Category Archives: Recalls

Recent Recalls – Similac, Eggs, Children’s Jewelry

Recalls:  Powdered Baby Formula – Similac

Parents who have purchased Abbott Laboratories’ product Similac as powdered baby formula are concerned following announcements yesterday and today related to a recall of 5,000,000 containers of Similac, the well-known powdered baby formula.  The product is being recalled because it may contain insect parts of beetles and/or their larva.  (So far, the type of beetle has not been made known.)

Thus far, this recall does not affect any liquid baby formula manufactured by Abbott.  Abbott Laboratories, based in North Chicago, Illinois, voluntarily closed the area of the Michigan processing plant where this particular product was made after discovering insects and have consulted the Food and Drug Administration, which deemed there are no immediately perceived deleterious effects on babies’ health, other than possible gastro-intestinal discomfort, which might discourage babies from eating.

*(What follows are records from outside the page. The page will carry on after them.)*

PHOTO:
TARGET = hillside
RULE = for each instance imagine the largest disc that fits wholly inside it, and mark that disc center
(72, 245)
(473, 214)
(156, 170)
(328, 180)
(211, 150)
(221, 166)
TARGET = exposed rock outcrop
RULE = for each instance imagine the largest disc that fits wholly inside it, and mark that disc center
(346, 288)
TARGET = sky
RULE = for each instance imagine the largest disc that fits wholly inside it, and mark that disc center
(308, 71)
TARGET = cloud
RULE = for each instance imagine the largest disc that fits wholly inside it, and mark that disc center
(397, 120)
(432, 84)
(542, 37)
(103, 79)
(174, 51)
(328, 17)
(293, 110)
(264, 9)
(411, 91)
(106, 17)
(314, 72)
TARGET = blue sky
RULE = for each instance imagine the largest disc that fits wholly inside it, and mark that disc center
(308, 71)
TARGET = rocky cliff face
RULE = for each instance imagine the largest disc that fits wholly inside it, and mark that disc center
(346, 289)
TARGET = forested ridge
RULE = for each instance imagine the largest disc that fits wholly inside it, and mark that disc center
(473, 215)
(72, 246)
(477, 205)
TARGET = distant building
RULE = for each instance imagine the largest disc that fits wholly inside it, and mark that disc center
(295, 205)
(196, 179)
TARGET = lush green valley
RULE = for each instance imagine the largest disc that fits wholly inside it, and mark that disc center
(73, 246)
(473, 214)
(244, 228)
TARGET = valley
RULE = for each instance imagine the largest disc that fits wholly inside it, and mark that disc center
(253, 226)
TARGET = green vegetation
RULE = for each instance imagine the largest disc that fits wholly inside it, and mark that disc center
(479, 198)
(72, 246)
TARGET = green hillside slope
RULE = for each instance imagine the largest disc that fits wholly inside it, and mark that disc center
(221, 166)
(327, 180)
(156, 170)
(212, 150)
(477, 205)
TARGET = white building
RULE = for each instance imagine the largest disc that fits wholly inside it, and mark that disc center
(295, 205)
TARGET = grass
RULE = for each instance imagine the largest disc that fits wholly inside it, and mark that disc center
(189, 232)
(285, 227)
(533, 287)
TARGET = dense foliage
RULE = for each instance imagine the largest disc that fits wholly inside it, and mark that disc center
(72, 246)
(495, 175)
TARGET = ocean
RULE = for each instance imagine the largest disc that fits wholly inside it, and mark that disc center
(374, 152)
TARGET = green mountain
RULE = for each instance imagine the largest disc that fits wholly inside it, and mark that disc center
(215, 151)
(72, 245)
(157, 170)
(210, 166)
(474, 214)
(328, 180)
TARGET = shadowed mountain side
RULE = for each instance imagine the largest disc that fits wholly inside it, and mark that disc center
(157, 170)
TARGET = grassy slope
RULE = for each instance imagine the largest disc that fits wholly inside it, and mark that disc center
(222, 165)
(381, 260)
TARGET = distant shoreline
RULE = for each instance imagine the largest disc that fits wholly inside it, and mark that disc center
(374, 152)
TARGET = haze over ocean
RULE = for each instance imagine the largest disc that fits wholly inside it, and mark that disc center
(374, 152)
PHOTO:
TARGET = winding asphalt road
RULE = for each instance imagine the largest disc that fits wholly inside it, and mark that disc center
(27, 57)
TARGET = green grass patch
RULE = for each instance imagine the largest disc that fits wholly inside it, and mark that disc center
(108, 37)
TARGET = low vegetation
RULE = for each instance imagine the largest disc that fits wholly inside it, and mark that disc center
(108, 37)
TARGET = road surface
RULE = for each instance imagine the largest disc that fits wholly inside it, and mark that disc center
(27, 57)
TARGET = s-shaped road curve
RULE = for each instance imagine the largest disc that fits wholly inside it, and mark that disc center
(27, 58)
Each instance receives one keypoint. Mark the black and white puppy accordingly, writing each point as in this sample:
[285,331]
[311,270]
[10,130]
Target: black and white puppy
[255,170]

The Similac products were sold in various sized plastic containers, including 8, 12.4, and 12.9 ounce containers.  Consumers can access Abbott Labs’ 24-hour hotline by calling

1-800-986-8850 to learn more about the recall. If you have a container of  Similac, you also can enter the lot number of the container online at www.similac.com/recall to determine if your container is one of those being recalled. All recalled products may be returned to Abbott Laboratories free of charge for a full refund. The website and the consumer hotline both have instructions for purchasers on how to complete the recall.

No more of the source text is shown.